Interest in finance and a basic understanding in Machine Learning concepts which we looked to further.
What it does
It generates a model of high accuracy after having been tested and ran several times using the LightGBM Model
How we built it
We investigated various methods to optimise accuracy in stock prediction. Initially, we began with exploring the dataset provided. Following this, we began to consider the variables algorithms used in tackling classification problems using Machine Learning. This included looking at logistic regression, decision trees, random forests and gradient boosted models. Our main improvement came from feature engineering using an 80/20 split to cross-validate our predictions.
Challenges we ran into
We began feature engineering on our RandomForest Model however with such a large dataset this was very slow (approx 30 mins each time we ran it). Therefore, we aimed to use LightGBM which runs quicker however this was initially difficult to implement. Although eventually, despite the vast array of modelling parameters, we got this working.

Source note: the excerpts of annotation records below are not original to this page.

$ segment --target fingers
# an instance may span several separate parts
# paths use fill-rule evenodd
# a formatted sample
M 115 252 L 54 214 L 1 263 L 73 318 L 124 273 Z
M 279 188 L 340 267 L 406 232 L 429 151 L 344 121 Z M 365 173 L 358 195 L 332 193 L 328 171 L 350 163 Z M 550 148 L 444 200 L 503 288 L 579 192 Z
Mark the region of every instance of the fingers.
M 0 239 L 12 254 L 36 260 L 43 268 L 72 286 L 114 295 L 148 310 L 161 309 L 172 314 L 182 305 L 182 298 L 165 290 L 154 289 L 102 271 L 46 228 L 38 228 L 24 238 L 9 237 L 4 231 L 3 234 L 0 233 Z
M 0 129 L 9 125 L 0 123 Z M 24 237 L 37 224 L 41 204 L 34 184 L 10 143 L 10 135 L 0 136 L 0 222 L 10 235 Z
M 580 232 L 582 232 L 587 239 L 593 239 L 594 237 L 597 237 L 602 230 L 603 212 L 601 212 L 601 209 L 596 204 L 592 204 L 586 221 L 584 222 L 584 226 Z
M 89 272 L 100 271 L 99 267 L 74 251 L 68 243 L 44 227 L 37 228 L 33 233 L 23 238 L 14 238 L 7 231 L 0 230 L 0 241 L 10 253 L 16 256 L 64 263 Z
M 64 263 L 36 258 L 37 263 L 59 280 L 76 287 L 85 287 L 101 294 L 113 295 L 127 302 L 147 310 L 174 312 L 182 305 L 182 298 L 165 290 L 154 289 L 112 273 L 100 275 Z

Accomplishments that we're proud of
Being able to improve on the benchmark accuracy of 51.31% by 0.38% to get to a 51.69% accuracy, which we would predict to be profitable if it were to be used to trade real stocks. We were also proud of getting the LGBM model to work and being able to combine the LGBM and RandomForestClassifier.
What we learned
We have learned how to use new packages to implement Machine Learning models - random forest and lightgbm. We also practised finding good signals in the data despite the noise. We did this through observing changes in accuracy and making changes accordingly, given the split to cross-validate.
What's next for LightGBM Stock Return Prediction Model
The model can be further improved and developed by testing more factors to find better signals and add a logistic regression model as well.